Wie reagiert die italienische Gesellschaft auf Ihren Widerstand gegen Waffenlieferungen?

Wir bekommen natürlich viel Unterstützung bei Antimilitarist*innen und Kriegsgegner*innen in Italien. Das ist immer noch ein großer Teil der italienischen Bevölkerung, weit über linke Kreise hinaus. Hinzu kommt, dass es Gesetze in Italien gibt, die den Transport von Waffen über Häfen des Landes verbieten. Nicht wir brechen das Gesetz, wenn wir Waffentransporte blockieren. Das Gesetz wird vielmehr von denen gebrochen, die diese Transporte genehmigen und durchsetzen.

Haben Sie auch Kontakte zu Gewerkschaften in anderen Ländern?

Es gibt Kooperationen mit kleinen kämpferischen Gewerkschaften in Frankreich, Spanien und Griechenland. Dazu gehört die Gewerkschaft PAME (Militante Arbeiterfront, eine der Kommunistischen Partei Griechenlands nahestehende Organisation, Anm. d. Red.), die 2022 Waffenlieferungen an die Ukraine blockiert hat. Wir versuchen, auch in Deutschland Kontakte zu Hafenarbeiter*innen zu bekommen, was aber sehr schwer ist. Das liegt auch an den Gewerkschaften in Deutschland, die keine klare antimilitaristische Postion vertreten.

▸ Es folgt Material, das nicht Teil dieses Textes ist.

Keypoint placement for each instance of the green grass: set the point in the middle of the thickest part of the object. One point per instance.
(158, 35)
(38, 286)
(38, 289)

Wird die Zusammenarbeit nicht durch den Krieg in der Ukraine erschwert?

Es gab und gibt viele Probleme, die schon lange vor dem Ukraine-Konflikt begonnen haben. Beispielsweise gab es eine Spaltung im Weltgewerkschaftsbund, in dem wir als Basisgewerkschaft USB Mitglied sind. So sind einige Gewerkschaften aus Bric-Staaten, in denen es eine starke Arbeiter*innenbewegung gibt, aus dem Weltgewerkschaftsbund ausgestiegen. Der Weltgewerkschaftsbund wurde schon in den 90er Jahren erheblich geschwächt, als einflussreiche Gewerkschaften wie die CGT aus Frankreich den internationalen Verband verlassen hatten. Es war die Zeit, als auch viele linke Gewerkschafter*innen nicht mehr an ein Ende des Kapitalismus glaubten. Das hat sich heute in Zeiten von Kriegen und kapitalistischer Krise geändert.

Gibt es Kriminalisierungsversuche gegen Ihre Gewerkschaft?

Ja, im Sommer 2022 gab es Razzien in den Büros italienischer Basisgewerkschaften. Im Zuge dessen wurden vier Gewerkschaftssekretäre zeitweise unter Hausarrest gestellt. Ermittelt wurde wegen der Gründung einer kriminellen Vereinigung. Auslöser für diese Anklage waren Streiks in den Logistikfirmen von Piacenza in den Jahren 2014 bis 2021. Der Staatsanwaltschaft zufolge wurden diese Arbeitskämpfe mit »erpresserischen Absichten« durchgeführt, um bessere Bedingungen für die Arbeiter*innen zu erreichen, als im nationalen Tarifvertrag der großen Gewerkschaften vereinbart war.

Macht Ihnen das nicht Angst?

Nein, das macht mich entschlossener. Wir haben sofort die Kampagne »Streiks sind kein Verbrechen« gestartet. Mittlerweile sind die Verfahren wegen Mitgliedschaft in einer kriminellen Vereinigung eingestellt. Andere juristische Verfahren, auch gegen mich, laufen noch.